Als Folge des tiefgreifenden Verlusts von Selbstverständlichkeit und Common sense bewegen sich Betroffene fortwährend in der Alternative zwischen schablonenhafter Übernahme von Umgangsformen (z. B. floskelhafte Wendungen) und autistischem Rückzug (in extremen Zustandsbildern zwischen Echopraxie oder Echolalie einerseits, Negativismus oder Stupor andererseits). Selbstverständlichkeiten des Alltags wandeln sich zu Fragwürdigkeiten. Offensichtlich wirkt sich der Verlust der natürlichen Selbstverständlichkeit auch auf die Intersubjektivität im Kontakt mit anderen aus. Dies zeige sich z. B. im Unvermögen, den Blick der anderen auszuhalten. Betroffene können die Rivalität zwischen Blicken und Erblicktwerden, Vergegenständlichen und Vergegenständlicht- (d. h. »Fixiert«-)Werden nicht aufheben:

»Beim Gesunden findet sich statt der starren Alternative ein feines Oszillieren zwischen den beiden Polen der Selbstbehauptung und Selbsthingabe. In einer für das Bewußtsein unterschwellig bleibenden Form bildet dieser Vorgang die Grundlage für die Wahrnehmung des Anderen, in gröberer Form für die reale Begegnung mit ihm, sei sie nun freundlicher oder feindlicher Art. Die wechselseitige Bezogenheit der Pole ist dabei nie ganz durchbrochen. Das bedeutet: die Alternativstruktur ist stets mehr oder weniger aufgehoben, erst unter psychopathologischen Bedingungen tritt sie als solche hervor« (Blankenburg 1971, S. 109).

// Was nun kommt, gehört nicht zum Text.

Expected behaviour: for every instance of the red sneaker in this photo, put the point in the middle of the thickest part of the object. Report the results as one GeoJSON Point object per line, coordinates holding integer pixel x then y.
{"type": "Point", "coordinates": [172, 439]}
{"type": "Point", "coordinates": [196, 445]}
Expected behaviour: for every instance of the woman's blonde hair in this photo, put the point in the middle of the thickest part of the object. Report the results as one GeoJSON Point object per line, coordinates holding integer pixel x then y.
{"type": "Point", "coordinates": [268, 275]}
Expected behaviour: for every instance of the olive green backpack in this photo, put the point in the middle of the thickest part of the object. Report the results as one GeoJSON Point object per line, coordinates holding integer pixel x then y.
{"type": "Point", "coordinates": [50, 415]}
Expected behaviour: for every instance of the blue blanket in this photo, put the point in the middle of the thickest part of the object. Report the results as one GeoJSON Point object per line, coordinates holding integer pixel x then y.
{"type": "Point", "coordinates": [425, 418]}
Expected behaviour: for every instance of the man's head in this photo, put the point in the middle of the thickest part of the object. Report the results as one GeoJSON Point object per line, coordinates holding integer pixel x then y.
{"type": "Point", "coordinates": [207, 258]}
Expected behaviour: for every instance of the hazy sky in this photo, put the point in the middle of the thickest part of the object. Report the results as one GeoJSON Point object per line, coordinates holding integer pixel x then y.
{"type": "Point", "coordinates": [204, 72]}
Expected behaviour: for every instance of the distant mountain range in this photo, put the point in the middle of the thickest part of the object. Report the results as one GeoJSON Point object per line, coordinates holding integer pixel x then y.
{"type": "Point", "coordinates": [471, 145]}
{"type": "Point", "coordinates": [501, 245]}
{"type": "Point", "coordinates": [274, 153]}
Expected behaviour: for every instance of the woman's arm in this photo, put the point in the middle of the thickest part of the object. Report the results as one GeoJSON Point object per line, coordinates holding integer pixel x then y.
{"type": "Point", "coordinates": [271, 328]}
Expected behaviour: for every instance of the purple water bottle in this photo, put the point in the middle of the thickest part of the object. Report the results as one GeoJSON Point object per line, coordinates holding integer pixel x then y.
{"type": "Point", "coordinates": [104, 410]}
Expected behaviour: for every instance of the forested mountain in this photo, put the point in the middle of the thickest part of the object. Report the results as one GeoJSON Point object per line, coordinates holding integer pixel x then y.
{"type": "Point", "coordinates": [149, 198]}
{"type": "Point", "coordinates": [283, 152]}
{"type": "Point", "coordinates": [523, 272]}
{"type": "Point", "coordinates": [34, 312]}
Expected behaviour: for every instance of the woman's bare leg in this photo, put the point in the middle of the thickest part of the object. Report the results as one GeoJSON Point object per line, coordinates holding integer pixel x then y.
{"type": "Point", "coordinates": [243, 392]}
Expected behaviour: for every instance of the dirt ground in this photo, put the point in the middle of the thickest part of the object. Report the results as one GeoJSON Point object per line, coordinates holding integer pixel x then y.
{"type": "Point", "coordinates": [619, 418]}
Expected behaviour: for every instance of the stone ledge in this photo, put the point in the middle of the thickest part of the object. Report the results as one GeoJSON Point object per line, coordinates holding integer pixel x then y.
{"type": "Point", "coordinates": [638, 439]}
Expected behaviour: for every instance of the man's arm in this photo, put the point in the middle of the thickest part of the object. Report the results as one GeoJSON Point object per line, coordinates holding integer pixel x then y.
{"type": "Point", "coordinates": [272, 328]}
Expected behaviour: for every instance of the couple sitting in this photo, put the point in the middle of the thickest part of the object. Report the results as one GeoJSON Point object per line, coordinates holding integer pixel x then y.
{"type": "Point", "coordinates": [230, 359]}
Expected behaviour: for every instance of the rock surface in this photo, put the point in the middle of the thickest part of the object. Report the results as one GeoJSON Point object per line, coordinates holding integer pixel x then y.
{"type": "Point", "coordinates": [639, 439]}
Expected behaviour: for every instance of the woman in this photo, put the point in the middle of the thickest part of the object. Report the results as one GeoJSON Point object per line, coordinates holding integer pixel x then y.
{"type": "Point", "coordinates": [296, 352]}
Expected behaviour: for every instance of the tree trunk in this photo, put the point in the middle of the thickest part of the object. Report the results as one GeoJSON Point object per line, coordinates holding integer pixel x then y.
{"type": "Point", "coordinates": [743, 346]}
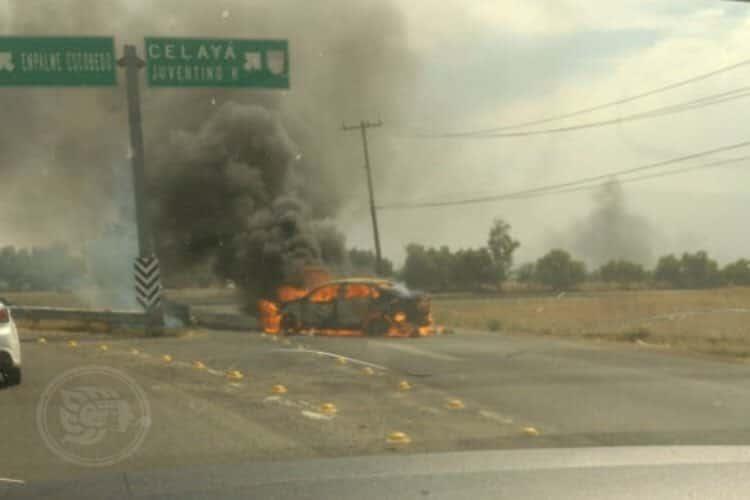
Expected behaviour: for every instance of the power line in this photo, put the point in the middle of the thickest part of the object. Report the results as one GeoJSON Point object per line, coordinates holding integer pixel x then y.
{"type": "Point", "coordinates": [700, 102]}
{"type": "Point", "coordinates": [678, 171]}
{"type": "Point", "coordinates": [671, 86]}
{"type": "Point", "coordinates": [570, 184]}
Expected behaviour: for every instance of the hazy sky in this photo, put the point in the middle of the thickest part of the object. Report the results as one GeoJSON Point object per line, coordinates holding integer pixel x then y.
{"type": "Point", "coordinates": [500, 62]}
{"type": "Point", "coordinates": [454, 65]}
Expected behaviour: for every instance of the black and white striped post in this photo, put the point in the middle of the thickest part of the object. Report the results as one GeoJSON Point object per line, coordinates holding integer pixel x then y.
{"type": "Point", "coordinates": [147, 279]}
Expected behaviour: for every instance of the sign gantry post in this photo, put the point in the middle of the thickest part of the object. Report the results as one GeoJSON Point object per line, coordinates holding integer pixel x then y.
{"type": "Point", "coordinates": [146, 265]}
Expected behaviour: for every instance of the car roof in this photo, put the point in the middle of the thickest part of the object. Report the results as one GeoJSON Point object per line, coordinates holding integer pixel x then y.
{"type": "Point", "coordinates": [358, 281]}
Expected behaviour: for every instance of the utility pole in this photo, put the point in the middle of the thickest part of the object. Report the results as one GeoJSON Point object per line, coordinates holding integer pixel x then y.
{"type": "Point", "coordinates": [363, 126]}
{"type": "Point", "coordinates": [147, 275]}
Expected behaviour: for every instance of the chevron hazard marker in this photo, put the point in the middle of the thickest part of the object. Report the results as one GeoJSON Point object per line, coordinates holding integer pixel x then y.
{"type": "Point", "coordinates": [147, 282]}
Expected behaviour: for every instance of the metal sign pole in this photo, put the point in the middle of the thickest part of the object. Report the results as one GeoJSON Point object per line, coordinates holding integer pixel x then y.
{"type": "Point", "coordinates": [148, 285]}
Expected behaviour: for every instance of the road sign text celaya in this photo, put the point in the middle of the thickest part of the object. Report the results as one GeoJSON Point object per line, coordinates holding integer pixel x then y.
{"type": "Point", "coordinates": [204, 62]}
{"type": "Point", "coordinates": [219, 62]}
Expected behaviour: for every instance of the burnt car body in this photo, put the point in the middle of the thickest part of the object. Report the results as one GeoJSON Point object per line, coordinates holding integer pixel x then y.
{"type": "Point", "coordinates": [370, 306]}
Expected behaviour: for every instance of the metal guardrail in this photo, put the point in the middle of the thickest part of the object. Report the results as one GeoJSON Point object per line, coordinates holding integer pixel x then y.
{"type": "Point", "coordinates": [110, 320]}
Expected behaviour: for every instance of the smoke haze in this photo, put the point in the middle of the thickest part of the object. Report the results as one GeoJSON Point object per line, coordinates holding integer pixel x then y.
{"type": "Point", "coordinates": [611, 231]}
{"type": "Point", "coordinates": [244, 178]}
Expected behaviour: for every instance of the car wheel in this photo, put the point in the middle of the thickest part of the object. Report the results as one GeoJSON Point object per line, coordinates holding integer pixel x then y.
{"type": "Point", "coordinates": [12, 375]}
{"type": "Point", "coordinates": [377, 327]}
{"type": "Point", "coordinates": [289, 324]}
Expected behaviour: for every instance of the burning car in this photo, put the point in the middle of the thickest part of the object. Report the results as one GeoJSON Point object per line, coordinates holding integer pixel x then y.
{"type": "Point", "coordinates": [366, 306]}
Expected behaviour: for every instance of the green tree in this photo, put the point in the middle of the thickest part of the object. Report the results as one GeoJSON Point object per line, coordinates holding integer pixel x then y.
{"type": "Point", "coordinates": [622, 272]}
{"type": "Point", "coordinates": [526, 272]}
{"type": "Point", "coordinates": [669, 270]}
{"type": "Point", "coordinates": [692, 270]}
{"type": "Point", "coordinates": [737, 273]}
{"type": "Point", "coordinates": [501, 246]}
{"type": "Point", "coordinates": [559, 271]}
{"type": "Point", "coordinates": [475, 269]}
{"type": "Point", "coordinates": [699, 271]}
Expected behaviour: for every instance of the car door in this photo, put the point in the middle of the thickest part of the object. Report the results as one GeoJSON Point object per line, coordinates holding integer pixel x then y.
{"type": "Point", "coordinates": [354, 304]}
{"type": "Point", "coordinates": [320, 307]}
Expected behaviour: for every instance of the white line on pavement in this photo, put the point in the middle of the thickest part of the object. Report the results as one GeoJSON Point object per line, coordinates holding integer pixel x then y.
{"type": "Point", "coordinates": [9, 480]}
{"type": "Point", "coordinates": [334, 355]}
{"type": "Point", "coordinates": [418, 352]}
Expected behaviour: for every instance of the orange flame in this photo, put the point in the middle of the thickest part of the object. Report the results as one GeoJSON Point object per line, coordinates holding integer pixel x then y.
{"type": "Point", "coordinates": [358, 291]}
{"type": "Point", "coordinates": [270, 318]}
{"type": "Point", "coordinates": [288, 293]}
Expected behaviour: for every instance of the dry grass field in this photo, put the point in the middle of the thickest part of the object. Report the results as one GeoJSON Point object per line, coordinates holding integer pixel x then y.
{"type": "Point", "coordinates": [710, 321]}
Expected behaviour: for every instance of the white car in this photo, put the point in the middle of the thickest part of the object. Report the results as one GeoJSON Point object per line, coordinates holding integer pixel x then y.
{"type": "Point", "coordinates": [10, 347]}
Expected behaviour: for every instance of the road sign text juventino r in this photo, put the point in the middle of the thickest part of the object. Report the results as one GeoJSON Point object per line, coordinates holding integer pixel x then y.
{"type": "Point", "coordinates": [190, 62]}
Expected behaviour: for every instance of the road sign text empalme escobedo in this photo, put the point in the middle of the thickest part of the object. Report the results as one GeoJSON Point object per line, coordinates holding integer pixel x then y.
{"type": "Point", "coordinates": [190, 62]}
{"type": "Point", "coordinates": [57, 61]}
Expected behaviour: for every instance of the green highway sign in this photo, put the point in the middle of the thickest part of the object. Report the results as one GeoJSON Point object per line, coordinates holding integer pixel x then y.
{"type": "Point", "coordinates": [57, 61]}
{"type": "Point", "coordinates": [193, 62]}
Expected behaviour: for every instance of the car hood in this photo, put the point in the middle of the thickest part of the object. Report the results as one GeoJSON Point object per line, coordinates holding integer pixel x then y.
{"type": "Point", "coordinates": [588, 473]}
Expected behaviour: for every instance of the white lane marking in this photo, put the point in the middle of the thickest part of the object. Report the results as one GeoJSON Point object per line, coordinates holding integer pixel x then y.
{"type": "Point", "coordinates": [334, 355]}
{"type": "Point", "coordinates": [418, 352]}
{"type": "Point", "coordinates": [316, 416]}
{"type": "Point", "coordinates": [9, 480]}
{"type": "Point", "coordinates": [495, 416]}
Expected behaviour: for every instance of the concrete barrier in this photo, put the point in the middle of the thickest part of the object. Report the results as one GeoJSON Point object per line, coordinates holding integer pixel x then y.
{"type": "Point", "coordinates": [56, 318]}
{"type": "Point", "coordinates": [103, 321]}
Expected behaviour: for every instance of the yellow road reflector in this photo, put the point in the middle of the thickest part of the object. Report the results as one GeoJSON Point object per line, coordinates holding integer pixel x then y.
{"type": "Point", "coordinates": [398, 438]}
{"type": "Point", "coordinates": [328, 409]}
{"type": "Point", "coordinates": [530, 431]}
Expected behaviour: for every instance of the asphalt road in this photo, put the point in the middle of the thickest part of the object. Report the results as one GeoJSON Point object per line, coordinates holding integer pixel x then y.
{"type": "Point", "coordinates": [470, 390]}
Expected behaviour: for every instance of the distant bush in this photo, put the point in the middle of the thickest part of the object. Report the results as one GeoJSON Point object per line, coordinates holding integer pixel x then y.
{"type": "Point", "coordinates": [494, 325]}
{"type": "Point", "coordinates": [622, 272]}
{"type": "Point", "coordinates": [737, 273]}
{"type": "Point", "coordinates": [559, 271]}
{"type": "Point", "coordinates": [695, 270]}
{"type": "Point", "coordinates": [635, 335]}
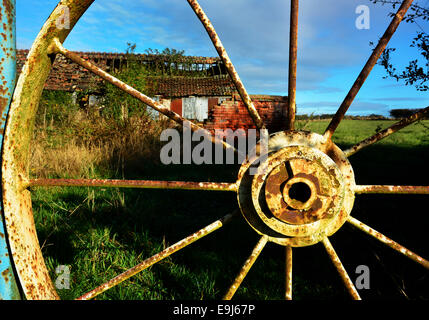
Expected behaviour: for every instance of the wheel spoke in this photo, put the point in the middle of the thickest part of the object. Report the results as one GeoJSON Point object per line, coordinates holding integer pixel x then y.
{"type": "Point", "coordinates": [389, 242]}
{"type": "Point", "coordinates": [246, 267]}
{"type": "Point", "coordinates": [293, 59]}
{"type": "Point", "coordinates": [387, 132]}
{"type": "Point", "coordinates": [391, 189]}
{"type": "Point", "coordinates": [158, 257]}
{"type": "Point", "coordinates": [288, 273]}
{"type": "Point", "coordinates": [144, 184]}
{"type": "Point", "coordinates": [341, 270]}
{"type": "Point", "coordinates": [57, 47]}
{"type": "Point", "coordinates": [227, 62]}
{"type": "Point", "coordinates": [367, 68]}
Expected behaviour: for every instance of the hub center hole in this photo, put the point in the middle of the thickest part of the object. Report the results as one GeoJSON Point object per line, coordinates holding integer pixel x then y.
{"type": "Point", "coordinates": [300, 191]}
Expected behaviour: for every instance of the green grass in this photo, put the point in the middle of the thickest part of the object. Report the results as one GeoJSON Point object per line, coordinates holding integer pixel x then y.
{"type": "Point", "coordinates": [100, 233]}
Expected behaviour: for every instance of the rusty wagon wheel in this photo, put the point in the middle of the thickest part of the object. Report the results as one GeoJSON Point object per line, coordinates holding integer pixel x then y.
{"type": "Point", "coordinates": [266, 197]}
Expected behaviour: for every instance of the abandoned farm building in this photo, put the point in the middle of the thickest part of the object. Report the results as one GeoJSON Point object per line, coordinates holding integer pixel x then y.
{"type": "Point", "coordinates": [197, 88]}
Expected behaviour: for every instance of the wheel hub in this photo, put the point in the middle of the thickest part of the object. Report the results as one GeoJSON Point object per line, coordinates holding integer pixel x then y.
{"type": "Point", "coordinates": [300, 194]}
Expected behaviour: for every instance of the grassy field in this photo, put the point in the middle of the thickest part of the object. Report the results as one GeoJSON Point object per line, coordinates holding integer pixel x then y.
{"type": "Point", "coordinates": [100, 232]}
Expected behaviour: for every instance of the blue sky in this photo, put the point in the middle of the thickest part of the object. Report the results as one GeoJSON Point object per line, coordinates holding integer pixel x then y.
{"type": "Point", "coordinates": [255, 33]}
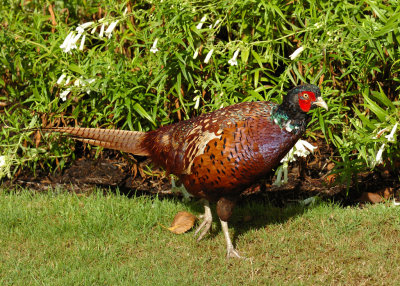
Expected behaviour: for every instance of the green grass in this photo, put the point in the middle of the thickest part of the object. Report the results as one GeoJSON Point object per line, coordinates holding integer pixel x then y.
{"type": "Point", "coordinates": [65, 239]}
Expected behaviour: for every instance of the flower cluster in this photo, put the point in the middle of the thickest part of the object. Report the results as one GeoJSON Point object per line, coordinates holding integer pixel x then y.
{"type": "Point", "coordinates": [70, 42]}
{"type": "Point", "coordinates": [390, 138]}
{"type": "Point", "coordinates": [78, 83]}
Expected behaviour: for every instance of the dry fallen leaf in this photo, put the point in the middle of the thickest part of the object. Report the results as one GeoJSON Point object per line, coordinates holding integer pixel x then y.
{"type": "Point", "coordinates": [183, 221]}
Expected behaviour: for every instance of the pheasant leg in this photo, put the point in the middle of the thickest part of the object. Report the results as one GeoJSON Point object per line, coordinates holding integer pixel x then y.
{"type": "Point", "coordinates": [205, 226]}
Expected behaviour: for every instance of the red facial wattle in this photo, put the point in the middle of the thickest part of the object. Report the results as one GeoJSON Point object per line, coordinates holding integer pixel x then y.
{"type": "Point", "coordinates": [305, 100]}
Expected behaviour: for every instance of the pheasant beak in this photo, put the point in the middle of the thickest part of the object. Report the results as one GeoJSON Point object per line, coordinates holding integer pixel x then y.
{"type": "Point", "coordinates": [321, 103]}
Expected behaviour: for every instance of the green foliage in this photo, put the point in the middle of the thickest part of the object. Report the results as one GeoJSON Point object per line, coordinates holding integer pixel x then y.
{"type": "Point", "coordinates": [350, 49]}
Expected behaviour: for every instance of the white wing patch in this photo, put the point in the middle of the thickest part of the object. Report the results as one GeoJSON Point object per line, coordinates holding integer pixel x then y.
{"type": "Point", "coordinates": [197, 145]}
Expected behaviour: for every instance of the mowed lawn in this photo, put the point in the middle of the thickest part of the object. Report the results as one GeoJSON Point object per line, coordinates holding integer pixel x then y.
{"type": "Point", "coordinates": [65, 239]}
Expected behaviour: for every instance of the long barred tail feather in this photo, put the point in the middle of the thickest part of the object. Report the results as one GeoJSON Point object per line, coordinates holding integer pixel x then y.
{"type": "Point", "coordinates": [122, 140]}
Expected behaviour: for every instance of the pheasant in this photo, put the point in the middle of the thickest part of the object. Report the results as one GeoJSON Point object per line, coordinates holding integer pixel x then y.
{"type": "Point", "coordinates": [219, 154]}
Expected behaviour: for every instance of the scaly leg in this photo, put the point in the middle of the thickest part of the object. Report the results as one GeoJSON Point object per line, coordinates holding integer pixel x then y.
{"type": "Point", "coordinates": [231, 251]}
{"type": "Point", "coordinates": [205, 226]}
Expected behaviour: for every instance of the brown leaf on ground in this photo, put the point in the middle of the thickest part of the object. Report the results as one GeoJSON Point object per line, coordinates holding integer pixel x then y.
{"type": "Point", "coordinates": [183, 221]}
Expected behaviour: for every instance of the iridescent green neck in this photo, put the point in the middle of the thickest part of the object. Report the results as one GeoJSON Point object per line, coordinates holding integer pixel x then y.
{"type": "Point", "coordinates": [283, 120]}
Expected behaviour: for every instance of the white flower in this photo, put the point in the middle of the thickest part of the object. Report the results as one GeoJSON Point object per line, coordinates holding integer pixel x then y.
{"type": "Point", "coordinates": [197, 99]}
{"type": "Point", "coordinates": [81, 28]}
{"type": "Point", "coordinates": [154, 47]}
{"type": "Point", "coordinates": [61, 78]}
{"type": "Point", "coordinates": [2, 161]}
{"type": "Point", "coordinates": [208, 56]}
{"type": "Point", "coordinates": [390, 137]}
{"type": "Point", "coordinates": [63, 95]}
{"type": "Point", "coordinates": [70, 42]}
{"type": "Point", "coordinates": [200, 25]}
{"type": "Point", "coordinates": [233, 61]}
{"type": "Point", "coordinates": [101, 31]}
{"type": "Point", "coordinates": [378, 158]}
{"type": "Point", "coordinates": [82, 43]}
{"type": "Point", "coordinates": [296, 53]}
{"type": "Point", "coordinates": [80, 82]}
{"type": "Point", "coordinates": [196, 53]}
{"type": "Point", "coordinates": [301, 149]}
{"type": "Point", "coordinates": [111, 28]}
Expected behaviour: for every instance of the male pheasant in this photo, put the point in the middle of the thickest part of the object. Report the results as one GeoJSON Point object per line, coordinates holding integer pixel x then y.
{"type": "Point", "coordinates": [219, 154]}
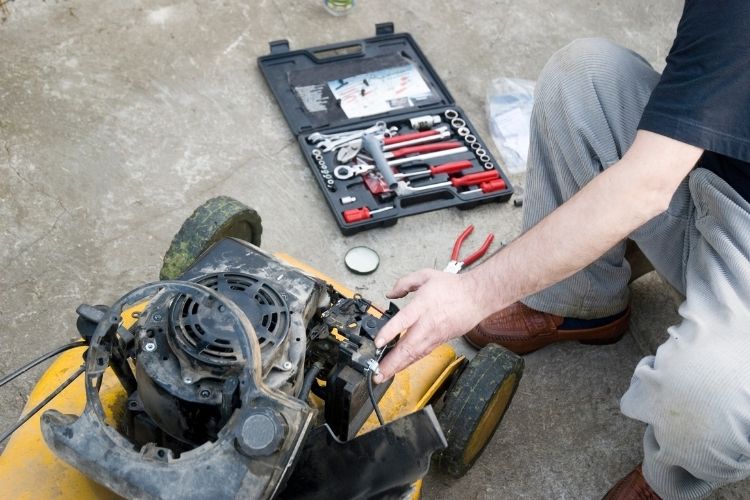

Eine »Tendenz zur Aufspaltung der Erfahrung in Alternativen« ist nach Blankenburg bei Menschen mit Schizophrenie auf vielen Ebenen erkennbar: Sie erleben sich als zerrissen zwischen Desautomatisierung und totalem Automatismus in den Bewegungen, zwischen schablonenhafter Übernahme von Haltungen oder Rollen und autistischem Rückzug in Beziehungen. Oft führe diese Verselbständigung der Alternativen innerhalb der mitmenschlichen Begegnung zum Wahn, da aus dem Vertrauensschwund Misstrauen werde und der Wahn die einzige Möglichkeit sei, mit der Übermächtigung durch das Fremde fertigzuwerden: Der andere werde in seiner Vereinnahmung zum Verfolger, Hypnotiseur, Vergewaltiger oder geheimen Geliebten.

Blankenburg beschreibt neben dem Verlust von »natürlicher Selbstverständlichkeit« sowie der damit verbundenen Hyperreflexivität zahlreiche Veränderungen des basalen, präreflexiven Selbsterlebens, die später auch in die Items der EASE Eingang fanden. Dazu gehören die Ambivalenz, das verminderte basale Selbsterleben (Verlust des Selbststands), das mimetische Erleben, die Selbstvergewisserung im Spiegelbild, der Verlust der Initiative, das Missverhältnis zwischen intendiertem und tatsächlichem Ausdruck, transitivistische Phänomene und Phänomene der existenziellen Reorientierung.